The new church was favourably received in architectural circles, not least by the relentlessly Modernist architecture faculty at the University of Melbourne whose newsletter commented favourably on the architects’ “uncommon departure” from usual church design, which it damned as the “architecturally most backward building type in Australia”. Mockridge, Stahle and Mitchell (the firm was active from 1948 to about 1983) went on to become leading interpreters of the Modern movement. As well as the Mother of God they designed St Faith’s, Burwood, in Melbourne’s eastern suburbs and the unfortunately not very attractive Religious Centre at Monash University, which looks like an upturned jelly mould. They also specialised in educational buildings. 

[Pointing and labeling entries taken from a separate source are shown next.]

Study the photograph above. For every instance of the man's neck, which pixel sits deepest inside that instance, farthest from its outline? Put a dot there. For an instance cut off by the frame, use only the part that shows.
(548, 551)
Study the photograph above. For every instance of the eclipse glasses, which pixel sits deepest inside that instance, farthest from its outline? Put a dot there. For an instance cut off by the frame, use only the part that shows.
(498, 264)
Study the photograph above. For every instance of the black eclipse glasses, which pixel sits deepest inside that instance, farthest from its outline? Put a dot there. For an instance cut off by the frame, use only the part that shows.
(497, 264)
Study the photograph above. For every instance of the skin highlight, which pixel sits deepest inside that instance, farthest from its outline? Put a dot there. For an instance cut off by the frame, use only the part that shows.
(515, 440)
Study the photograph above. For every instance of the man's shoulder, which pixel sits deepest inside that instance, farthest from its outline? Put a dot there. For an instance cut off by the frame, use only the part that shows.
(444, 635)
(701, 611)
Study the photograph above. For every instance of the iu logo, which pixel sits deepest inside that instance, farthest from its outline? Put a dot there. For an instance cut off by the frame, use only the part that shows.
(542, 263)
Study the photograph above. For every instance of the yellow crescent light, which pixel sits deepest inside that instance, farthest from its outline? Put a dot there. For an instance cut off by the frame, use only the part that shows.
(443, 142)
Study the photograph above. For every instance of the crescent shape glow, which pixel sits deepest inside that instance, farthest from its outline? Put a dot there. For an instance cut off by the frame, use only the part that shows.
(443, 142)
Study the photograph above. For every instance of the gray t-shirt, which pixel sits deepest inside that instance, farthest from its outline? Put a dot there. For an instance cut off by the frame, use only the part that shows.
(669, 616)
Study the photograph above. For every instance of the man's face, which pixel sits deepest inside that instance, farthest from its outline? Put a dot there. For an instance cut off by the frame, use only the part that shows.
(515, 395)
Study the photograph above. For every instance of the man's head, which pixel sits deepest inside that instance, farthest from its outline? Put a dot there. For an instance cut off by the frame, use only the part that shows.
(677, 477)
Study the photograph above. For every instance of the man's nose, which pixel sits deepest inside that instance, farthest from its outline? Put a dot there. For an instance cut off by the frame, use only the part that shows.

It will be interesting to see whether the closure of the Mother of God is the start of a process of “rationalisation” of smaller churches in the Catholic archdiocese of Melbourne such as is already happening in the Anglican diocese and, much more widely, across country Victoria. It will be interesting as well to see whether some way is found of preserving this church – perhaps as one of the growing number of ethnic places of worship – or whether its wedge-shaped site will be seen as just the place for yet more “town houses”.   

UPDATE JULY 2023
Not town houses but one house. The erstwhile Mother of God is to be turned into a private dwelling. The one thing one can say in favour is that its exterior, which will be preserved, is less unsuitable for this than that of other churches that have been similarly converted.

UPDATE JULY 2024

The good news is that this church will be kept as a place of worship. It has been sold on to a body called the Saints’ Church Melbourne (https://saints.org.au/) and will be used by its congregation.

The Mother of God church when new. Sixty-five years later it is surplus to parish requirements.

Grateful acknowledgment is made of photographs and information in the Banyule Heritage Study, 2020.